An atomic clock can be compared to an old-fashioned pendulum clock, which is a mechanical clock with a swinging weight that swings regularly back and forth while it causes a gear to turn one tooth for each swing of the pendulum. This is the clocks counter. A good pendulum clock will have an inaccuracy of a few minutes per year. In an atomic clock, the swinging is comprised of an electron that is excited by laser light so that it jumps between two electron orbits and it is this oscillation between the two states that makes up the pendulum in the atomic clock. This is the clocks counter. An atomic clock can be so ultra precise that it will only lose less than half a second during the entire 13.7 billion year lifetime of the universe. Such precise atomic clocks have already been developed, but now they must be developed further.
"The project aims to refine some of the quantum mechanical techniques used – make them even more robust and quieter. Atomic clocks with the existing precision and accuracy are very sensitive to external influences. Just placing the clock in a room with a temperature of about 20 degrees and not absolute zero is a big challenge. In addition, we have an ambitious goal to use new quantum methods, where a large group of atoms (pendulums) are forced to swing synchronously and emit light with very uniform colour and frequency. Theoretically, this method should make it possible to develop a clock that is better than the best existing atomic clock by a factor of 10," explains Jan Thomsen.

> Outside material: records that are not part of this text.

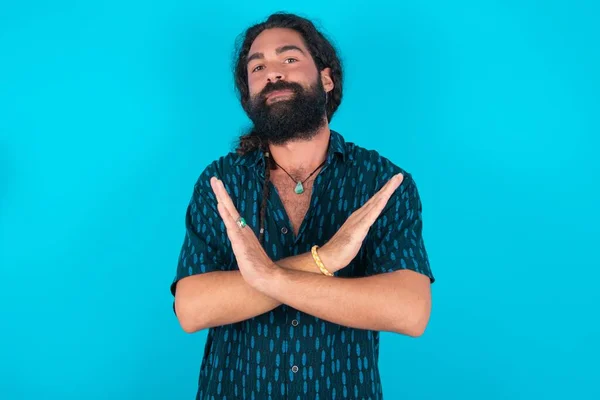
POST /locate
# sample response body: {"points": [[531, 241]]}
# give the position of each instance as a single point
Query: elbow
{"points": [[189, 322], [417, 321]]}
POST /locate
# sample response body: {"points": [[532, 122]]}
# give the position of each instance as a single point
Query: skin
{"points": [[398, 301]]}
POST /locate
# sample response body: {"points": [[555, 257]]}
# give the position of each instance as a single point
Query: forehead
{"points": [[270, 39]]}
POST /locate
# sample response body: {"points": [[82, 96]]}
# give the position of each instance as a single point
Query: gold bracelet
{"points": [[319, 262]]}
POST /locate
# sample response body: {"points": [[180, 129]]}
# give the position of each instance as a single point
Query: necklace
{"points": [[299, 189]]}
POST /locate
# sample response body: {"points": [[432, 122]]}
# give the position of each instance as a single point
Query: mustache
{"points": [[280, 85]]}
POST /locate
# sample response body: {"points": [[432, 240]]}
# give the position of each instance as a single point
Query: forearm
{"points": [[363, 303], [224, 297]]}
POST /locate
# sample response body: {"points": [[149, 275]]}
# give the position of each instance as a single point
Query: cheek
{"points": [[254, 86]]}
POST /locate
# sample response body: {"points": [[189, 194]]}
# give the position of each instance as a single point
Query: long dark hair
{"points": [[324, 55]]}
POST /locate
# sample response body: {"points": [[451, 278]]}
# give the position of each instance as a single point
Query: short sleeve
{"points": [[395, 241], [205, 243]]}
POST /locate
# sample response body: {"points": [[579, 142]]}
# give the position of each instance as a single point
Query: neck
{"points": [[303, 155]]}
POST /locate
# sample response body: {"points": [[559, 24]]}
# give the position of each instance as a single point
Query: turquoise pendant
{"points": [[299, 188]]}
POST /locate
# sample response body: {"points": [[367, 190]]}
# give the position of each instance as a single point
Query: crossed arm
{"points": [[398, 301]]}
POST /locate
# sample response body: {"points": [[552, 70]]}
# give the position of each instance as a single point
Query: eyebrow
{"points": [[278, 51]]}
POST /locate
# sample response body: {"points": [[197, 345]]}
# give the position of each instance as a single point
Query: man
{"points": [[300, 247]]}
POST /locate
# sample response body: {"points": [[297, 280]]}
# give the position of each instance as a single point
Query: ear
{"points": [[326, 79]]}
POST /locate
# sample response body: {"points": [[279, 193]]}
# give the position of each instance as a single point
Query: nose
{"points": [[274, 76]]}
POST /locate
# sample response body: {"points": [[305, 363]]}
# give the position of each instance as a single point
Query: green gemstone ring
{"points": [[241, 222]]}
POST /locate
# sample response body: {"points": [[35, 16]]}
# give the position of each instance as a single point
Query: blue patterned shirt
{"points": [[286, 353]]}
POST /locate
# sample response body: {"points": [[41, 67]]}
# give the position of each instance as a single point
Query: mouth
{"points": [[279, 95]]}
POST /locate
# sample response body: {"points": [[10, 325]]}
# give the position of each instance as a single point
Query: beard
{"points": [[295, 118]]}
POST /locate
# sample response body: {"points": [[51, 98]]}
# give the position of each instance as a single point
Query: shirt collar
{"points": [[337, 146]]}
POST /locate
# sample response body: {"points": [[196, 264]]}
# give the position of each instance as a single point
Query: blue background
{"points": [[109, 112]]}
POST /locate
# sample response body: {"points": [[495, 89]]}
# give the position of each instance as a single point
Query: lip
{"points": [[279, 93]]}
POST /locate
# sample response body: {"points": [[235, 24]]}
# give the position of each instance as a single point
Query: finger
{"points": [[390, 186], [223, 197], [377, 207], [230, 222]]}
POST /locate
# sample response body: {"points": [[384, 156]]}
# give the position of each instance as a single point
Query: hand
{"points": [[341, 249], [254, 264]]}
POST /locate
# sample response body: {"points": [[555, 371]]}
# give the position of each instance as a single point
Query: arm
{"points": [[205, 300], [399, 301]]}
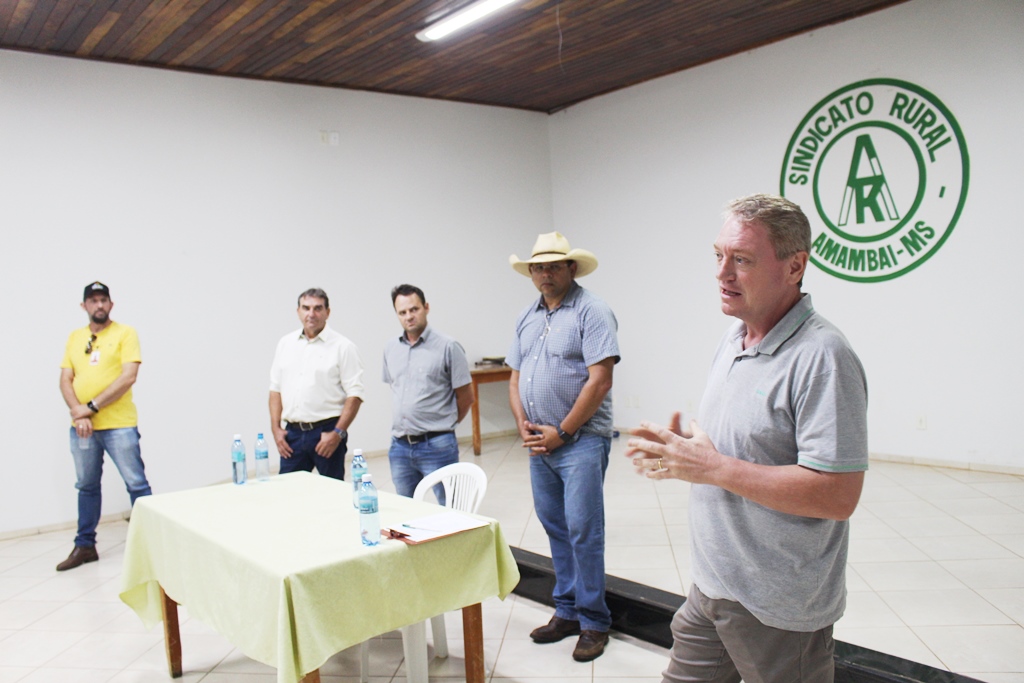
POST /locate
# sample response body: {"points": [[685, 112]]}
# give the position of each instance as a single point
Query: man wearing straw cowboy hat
{"points": [[562, 359]]}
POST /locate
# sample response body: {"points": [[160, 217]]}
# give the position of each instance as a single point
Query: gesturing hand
{"points": [[669, 453]]}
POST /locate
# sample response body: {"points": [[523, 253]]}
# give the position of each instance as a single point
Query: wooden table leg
{"points": [[472, 628], [172, 636], [475, 410]]}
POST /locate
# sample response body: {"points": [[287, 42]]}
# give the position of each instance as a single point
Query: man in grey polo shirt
{"points": [[562, 358], [777, 462], [430, 384]]}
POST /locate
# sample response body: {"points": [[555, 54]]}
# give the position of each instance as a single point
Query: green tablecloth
{"points": [[278, 567]]}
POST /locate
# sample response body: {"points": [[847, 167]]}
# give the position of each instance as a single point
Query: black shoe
{"points": [[555, 630], [79, 556], [591, 645]]}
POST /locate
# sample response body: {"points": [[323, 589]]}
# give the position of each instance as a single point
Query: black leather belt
{"points": [[419, 438], [309, 426]]}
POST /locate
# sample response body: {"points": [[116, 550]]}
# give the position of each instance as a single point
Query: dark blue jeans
{"points": [[411, 462], [122, 446], [304, 456], [568, 498]]}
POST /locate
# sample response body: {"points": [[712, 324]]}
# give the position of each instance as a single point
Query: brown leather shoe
{"points": [[79, 556], [591, 645], [555, 630]]}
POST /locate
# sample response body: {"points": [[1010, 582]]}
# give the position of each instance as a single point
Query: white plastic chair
{"points": [[465, 484]]}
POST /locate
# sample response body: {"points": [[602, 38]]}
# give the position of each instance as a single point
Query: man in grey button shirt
{"points": [[777, 464], [430, 384]]}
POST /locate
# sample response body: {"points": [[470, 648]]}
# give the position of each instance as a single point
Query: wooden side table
{"points": [[483, 375]]}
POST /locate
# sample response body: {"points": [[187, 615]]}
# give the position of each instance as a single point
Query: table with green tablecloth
{"points": [[278, 567]]}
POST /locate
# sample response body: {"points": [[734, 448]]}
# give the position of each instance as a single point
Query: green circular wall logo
{"points": [[885, 167]]}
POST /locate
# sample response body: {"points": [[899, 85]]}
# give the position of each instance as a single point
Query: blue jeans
{"points": [[304, 456], [568, 498], [122, 446], [412, 462]]}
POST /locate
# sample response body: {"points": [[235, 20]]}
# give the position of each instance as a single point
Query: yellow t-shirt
{"points": [[115, 345]]}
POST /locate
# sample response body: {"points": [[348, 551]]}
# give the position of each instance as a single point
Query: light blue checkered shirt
{"points": [[552, 351]]}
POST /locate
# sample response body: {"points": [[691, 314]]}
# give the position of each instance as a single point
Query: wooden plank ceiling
{"points": [[537, 54]]}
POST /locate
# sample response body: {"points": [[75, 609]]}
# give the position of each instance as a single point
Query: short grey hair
{"points": [[314, 293], [787, 227]]}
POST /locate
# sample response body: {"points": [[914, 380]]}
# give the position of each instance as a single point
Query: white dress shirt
{"points": [[315, 376]]}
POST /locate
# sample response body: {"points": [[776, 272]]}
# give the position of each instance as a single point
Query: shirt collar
{"points": [[568, 301], [422, 340], [782, 330], [325, 333]]}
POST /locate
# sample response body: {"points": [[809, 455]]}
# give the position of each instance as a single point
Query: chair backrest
{"points": [[465, 484]]}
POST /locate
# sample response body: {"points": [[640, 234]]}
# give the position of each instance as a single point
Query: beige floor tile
{"points": [[871, 527], [35, 648], [988, 573], [918, 527], [884, 550], [890, 510], [13, 674], [58, 675], [1012, 542], [17, 614], [906, 575], [989, 648], [943, 607], [962, 548], [524, 658], [647, 535], [624, 557], [866, 608], [85, 616], [1008, 600], [995, 523]]}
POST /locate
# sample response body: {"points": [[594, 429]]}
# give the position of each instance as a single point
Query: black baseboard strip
{"points": [[645, 612]]}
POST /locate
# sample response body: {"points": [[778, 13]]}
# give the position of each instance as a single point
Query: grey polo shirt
{"points": [[423, 378], [800, 396], [553, 349]]}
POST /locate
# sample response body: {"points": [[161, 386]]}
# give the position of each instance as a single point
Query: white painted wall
{"points": [[640, 177], [207, 205]]}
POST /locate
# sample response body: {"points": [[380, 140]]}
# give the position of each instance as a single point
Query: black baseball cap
{"points": [[96, 288]]}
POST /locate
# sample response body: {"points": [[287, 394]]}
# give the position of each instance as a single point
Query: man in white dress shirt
{"points": [[315, 391]]}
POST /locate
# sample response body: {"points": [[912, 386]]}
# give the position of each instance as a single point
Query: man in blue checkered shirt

New definition of a second
Atomic clocks with an uncertainty of just a second over 13.7 billion years could be used for basic research, satellite navigation, environmental monitoring and metrology (methods for determining measurement units). Atomic clocks of this type have already been clearly proven to be better than the atomic clocks based on caesium atoms that are currently being used to define how long a second is and it is expected that this research project will form the basis for a new, future definition of the SI second, the international timescale for one second. But before you redefine the international timescales with new types of atomic clocks, you need to have confidence that the atomic clocks can perform the measurements on the level that they estimated to be able to achieve.

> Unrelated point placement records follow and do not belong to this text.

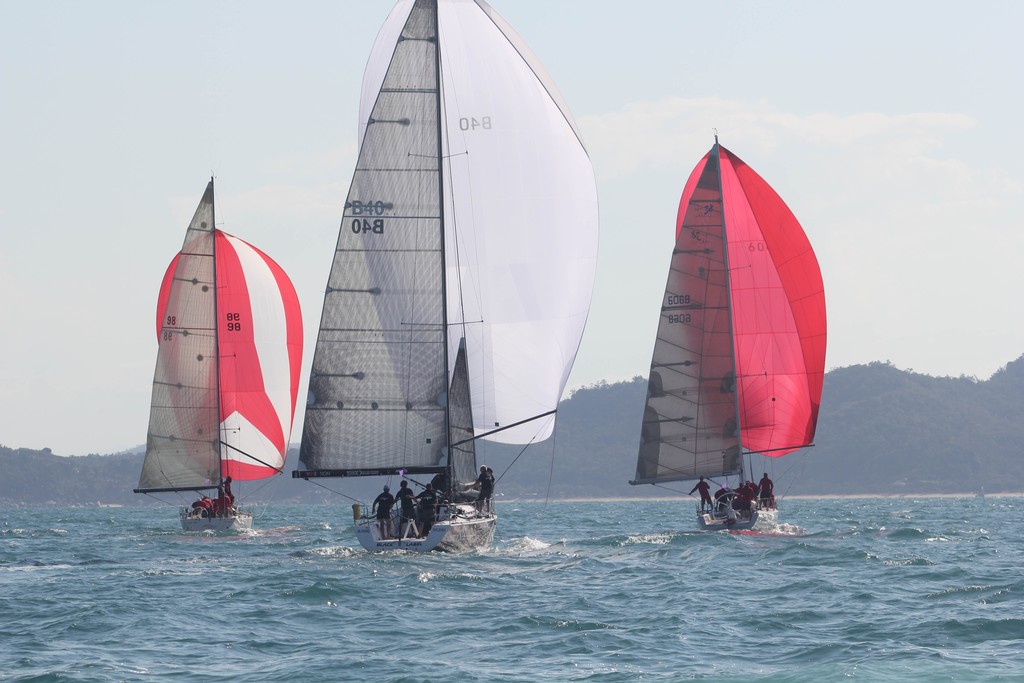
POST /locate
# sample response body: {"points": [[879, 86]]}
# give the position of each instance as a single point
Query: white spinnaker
{"points": [[521, 215], [521, 219]]}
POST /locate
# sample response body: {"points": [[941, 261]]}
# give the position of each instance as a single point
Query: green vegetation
{"points": [[882, 430]]}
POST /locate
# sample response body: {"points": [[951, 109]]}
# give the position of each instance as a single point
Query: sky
{"points": [[891, 129]]}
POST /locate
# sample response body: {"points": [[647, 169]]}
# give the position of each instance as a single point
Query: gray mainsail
{"points": [[378, 384], [689, 423]]}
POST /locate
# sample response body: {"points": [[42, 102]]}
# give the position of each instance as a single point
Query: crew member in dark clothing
{"points": [[428, 501], [382, 506], [767, 492], [408, 501], [485, 483], [723, 497], [439, 482], [705, 489]]}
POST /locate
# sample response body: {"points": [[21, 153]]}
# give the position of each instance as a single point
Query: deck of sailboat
{"points": [[459, 527]]}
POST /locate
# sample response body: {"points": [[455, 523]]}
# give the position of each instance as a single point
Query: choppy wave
{"points": [[871, 590]]}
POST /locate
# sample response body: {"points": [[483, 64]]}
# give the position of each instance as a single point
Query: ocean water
{"points": [[864, 589]]}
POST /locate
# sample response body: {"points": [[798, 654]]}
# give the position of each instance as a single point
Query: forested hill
{"points": [[882, 430]]}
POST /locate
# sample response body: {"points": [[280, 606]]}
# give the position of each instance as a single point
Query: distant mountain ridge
{"points": [[882, 430]]}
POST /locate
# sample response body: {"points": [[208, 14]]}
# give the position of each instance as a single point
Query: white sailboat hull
{"points": [[237, 520], [459, 528], [742, 519]]}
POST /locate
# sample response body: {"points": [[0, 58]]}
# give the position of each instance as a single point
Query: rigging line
{"points": [[515, 459], [551, 475], [675, 491], [237, 450], [495, 431]]}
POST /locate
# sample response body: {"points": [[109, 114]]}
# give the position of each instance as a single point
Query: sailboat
{"points": [[463, 272], [227, 373], [738, 363]]}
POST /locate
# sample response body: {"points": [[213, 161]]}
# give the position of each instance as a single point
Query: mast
{"points": [[728, 298], [449, 470], [216, 337]]}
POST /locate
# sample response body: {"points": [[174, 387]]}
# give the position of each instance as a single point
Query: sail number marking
{"points": [[364, 225], [170, 322], [472, 123], [678, 300]]}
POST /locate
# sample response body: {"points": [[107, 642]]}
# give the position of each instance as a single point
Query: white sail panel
{"points": [[520, 220], [270, 382]]}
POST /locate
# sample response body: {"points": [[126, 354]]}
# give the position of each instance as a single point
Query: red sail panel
{"points": [[165, 295], [778, 313], [260, 338]]}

The project, which should lift atomic clock technology, consists of a collaboration network of researchers in nine different European countries, including England, Germany, France and Denmark.
"We are in very fine company," says Jan Thomsen. Jan Thomsen works with strontium atoms with which he has achieved very promising results and he adds, with some satisfaction, that very prestigious research groups have now embraced the technique that was developed in the Ultracold Atoms research group's quantum metrology laboratory.
The project will start 1 May and will run over two and a half years. For Jan Thomsen, this grant means that he can continue to develop the ideas that the research group is working on.